What are the details?
International Air Transport Association (IATA) is the trade association for the world’s airlines, representing some 290 airlines or 82% of total air traffic. their role is to bring together airlines and aviation authorities (such as the FAA) to decide what policies should be implemented for safe and accessible air travel.
The Boeing 737 MAX disaster, which has so far claimed the lives of over 300 people, is a hot issue for IATA. They have brought together affected airlines multiple times to try and determine the correct action regarding the 737 MAX aircraft and try and figure out the required steps to bring that aircraft back in the air.
Currently, IATA is meeting in Montreal to build a better bridge between airlines and aviation authorities, to ‘shore up trust among regulators and improving coordination’ in worldwide scenarios like the 737 MAX disaster.

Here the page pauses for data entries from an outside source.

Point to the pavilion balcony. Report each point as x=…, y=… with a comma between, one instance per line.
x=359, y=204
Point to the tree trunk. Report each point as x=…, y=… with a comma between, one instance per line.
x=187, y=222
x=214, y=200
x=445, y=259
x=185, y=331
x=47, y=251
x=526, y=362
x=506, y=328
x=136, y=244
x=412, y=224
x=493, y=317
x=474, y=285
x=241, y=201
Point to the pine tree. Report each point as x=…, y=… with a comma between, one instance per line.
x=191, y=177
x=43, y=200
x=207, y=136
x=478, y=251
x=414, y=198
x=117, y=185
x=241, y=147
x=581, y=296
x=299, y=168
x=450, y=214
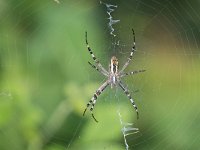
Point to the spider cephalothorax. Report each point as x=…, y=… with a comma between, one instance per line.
x=114, y=76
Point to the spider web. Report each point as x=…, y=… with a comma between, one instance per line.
x=45, y=81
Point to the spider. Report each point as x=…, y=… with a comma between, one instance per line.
x=114, y=76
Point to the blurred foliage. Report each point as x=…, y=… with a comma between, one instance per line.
x=45, y=81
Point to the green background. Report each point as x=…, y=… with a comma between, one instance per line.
x=46, y=82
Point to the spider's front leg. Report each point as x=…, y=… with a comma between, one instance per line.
x=94, y=98
x=131, y=73
x=126, y=91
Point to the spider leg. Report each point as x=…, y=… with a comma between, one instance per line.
x=94, y=98
x=94, y=58
x=132, y=72
x=126, y=91
x=95, y=67
x=131, y=54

Additionally, they are there to convince aviation authorities from around the world to lift the ban on the Boeing 737 MAX simultaneously.
Why does the ban have to be lifted simultaneously?
The ban of the Boeing 737 MAX was not simultaneous around the world, but slowly rolled out over time as each country decided what action to take.
As such, some airlines that operated the 737 MAX found that whilst they could fly it within their own country, they suddenly could no longer fly it beyond their borders. Whilst this was not a problem for airlines like Southwest (Southwest has 23 of the type) who operate domestically in the US, airlines like Fiji Airways found that they could barely operate their MAX anywhere, as the primary destinations of Australia and New Zealand had both banned the aircraft.
Jay, a fellow reporter of Simple Flying, actually got to fly on the Fiji Airways 737 MAX just before the aircraft was grounded. You can check out his review here (and hauntingly, it includes a moment just after takeoff).
Thus to ensure that things can truly return to normal, the ban on the aircraft series will need to be lifted simultaneously across the world by all aviation authorities.
Which aviation authorities are critical?
Of the members of IATA that are meeting in Montreal, there are several aviation authorities that will make or break the plan to lift the 737 MAX ban. Some include:
China, The Civil Aviation Administration of China, was one of the first countries to ban the type of aircraft. They are a huge market and will need to give the green light to resort customer confidence in the region.
The United States, Federal Aviation Administration (FAA), representing the home ground of Boeing, the FAA will need to show that they stand by the American made aircraft.
Singapore, the Civil Aviation Authority of Singapore, has banned the operation of all variants of the 737 MAX aircraft into and out of Singapore. Singapore is a huge airline hub and will need to reopen its borders to bring the 737 MAX back to South East Asia.
Europe is represented by the European Union Aviation Safety Agency (EASA). It goes without saying that the world’s largest aviation market needs to accept the aircraft before it can fly again anywhere else in the world.
There are plenty of other authorities that need to come on board, but those listed above are the main dealmakers who will make the ultimate final decision.